While working and living on campus over the summer, I had the unique opportunity to get survival Spanish lessons from Alba Pages Zamora, a visiting scholar from Barcelona. It was also a fun way for her to get to practice English in a non-professional or academic setting and learn more colloquial language. Though Alba left after the summer had ended, she reached out to me again in January to say that she was coming back to Minneapolis to oversee a research project with a student. It was the perfect opportunity to catch up, and have an impromptu interview about how she found her passion for what she does. Alba was recently at the University of Minnesota collaborating with the Digital Technology Center. Unfortunately a lot of the detail of what she’s currently researching and studying goes completely over my head, but everything is conveniently online and seriously impressive.

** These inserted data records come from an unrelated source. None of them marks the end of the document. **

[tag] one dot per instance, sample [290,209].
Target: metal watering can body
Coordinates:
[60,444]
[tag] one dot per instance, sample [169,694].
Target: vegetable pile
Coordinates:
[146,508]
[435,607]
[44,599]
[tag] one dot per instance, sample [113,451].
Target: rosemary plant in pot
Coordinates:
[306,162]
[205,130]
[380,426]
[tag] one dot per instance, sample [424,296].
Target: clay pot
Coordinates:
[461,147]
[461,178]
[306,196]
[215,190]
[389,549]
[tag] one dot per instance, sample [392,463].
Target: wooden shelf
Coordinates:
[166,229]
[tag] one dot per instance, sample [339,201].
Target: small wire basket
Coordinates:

She’s a professor at the same university where she got her undergraduate and professional degrees, the Universitat Politècnica de Catalunya Barcelonatech, and works for the Spanish government with her research and work focusing on signal processing. It’s a field of engineering that, like in the United States, is dominated by men. That kind of environment has it’s own set of challenges, and Alba had some great words on how to be assertive, professional and confident in yourself and in your career.

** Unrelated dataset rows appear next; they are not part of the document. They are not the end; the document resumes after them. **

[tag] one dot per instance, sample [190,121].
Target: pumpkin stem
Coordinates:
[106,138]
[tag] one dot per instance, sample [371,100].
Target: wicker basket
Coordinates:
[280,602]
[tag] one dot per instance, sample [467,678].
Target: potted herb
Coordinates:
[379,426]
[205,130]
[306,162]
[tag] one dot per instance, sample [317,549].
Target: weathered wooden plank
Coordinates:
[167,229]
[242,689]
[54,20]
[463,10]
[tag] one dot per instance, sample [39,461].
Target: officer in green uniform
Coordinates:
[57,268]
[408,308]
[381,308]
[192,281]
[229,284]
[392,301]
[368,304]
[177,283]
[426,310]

Her main point: “Don’t be submissive to be accepted.”

Alba really stressed that women especially tend to care too much about the opinions of others when looking for feedback or taking direction. Success in her field is a balance between working well with others and standing your ground, and Alba says it’s something that is learned with time.

But this concept is also something to be mindful of and it should be quickly learned. Avoiding conflict is dangerous because ultimately, you’re only making your work harder for yourself. It’s the understanding that people have differing perspectives that will allow you to succeed. Over-analyzing a situation is not a habit of successful professionals, although it is common habit that we all do. Successful professionals understand the importance of perspective.

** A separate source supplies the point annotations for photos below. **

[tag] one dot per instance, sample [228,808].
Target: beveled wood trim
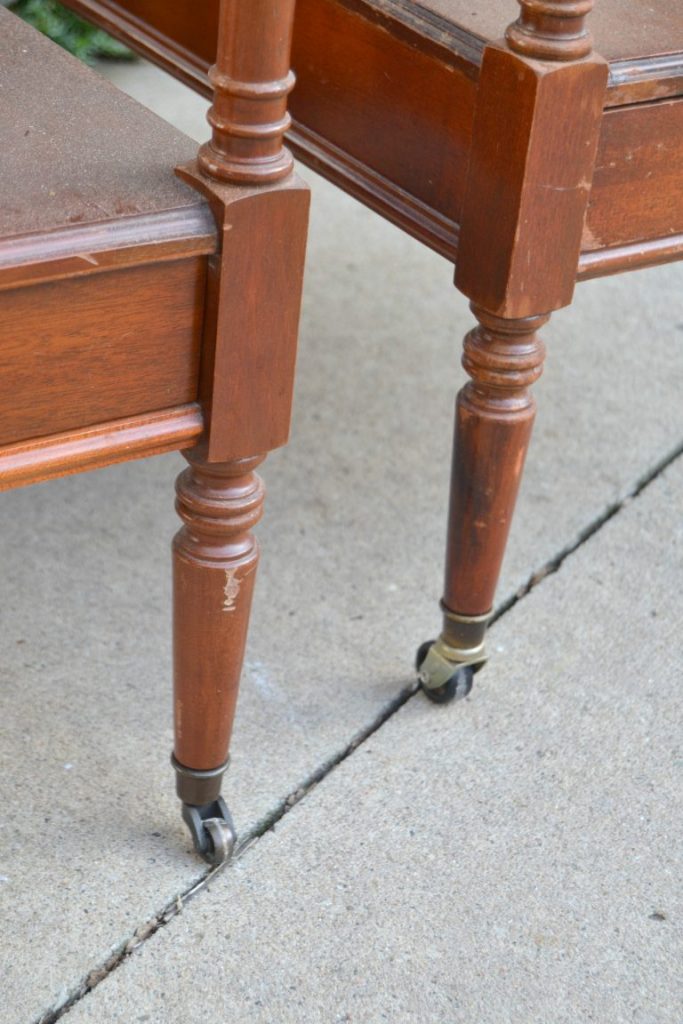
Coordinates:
[375,190]
[650,252]
[126,242]
[93,448]
[630,81]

So how do you change your perspective?

Alba says she doesn’t have the recipe, if there were to be one.  She suggests to avoid analyzing situations in a personal way. Just because someone doesn’t agree with you or support one of your ideas doesn’t mean that they don’t like you as a person. It’s difficult when you work so closely with other people, but it’s a part of a professional environment that is essential to personal growth and advancement in your career.

Alba also reminds us to know our place.

If you’re in a position of authority, you can use it unapologetically to gain support and delegate. You shouldn’t have to worry about what people will think of a task you’re assigning. It has nothing to do with personal respect and everything to do with professional respect and getting the job done.

There isn’t competition or divide between choosing to please others or choosing personal growth. You can do both at the same time, although it’s easy to think that you should or need to put others first.

“You, as a person or subject, have to authorize yourself to do whatever you want.”

Alba mentioned that her biggest take away is when she learned to focus on her career and her goals instead of the goals and ideas of others. Besides feeling more fulfilled and inspired by her work, Alba notes that there is also a certain level of calm that you can get from finally learning fueling yourself.

What you can learn from Alba:

Don’t be afraid to speak up, especially in a professional setting. Know that you’re where you are because of your hard work, ability, talent and drive. Alba reminds us that you shouldn’t feel intimidated, although that’s so much easier said than done. Understand who’s there to guide you and who’s meant to push you and remember that your goals should come first. Feeling happy and fulfilled by your job is more worthwhile than simply feeling accepted by the people you work with. It’s all balance and it’s learned with time and experience.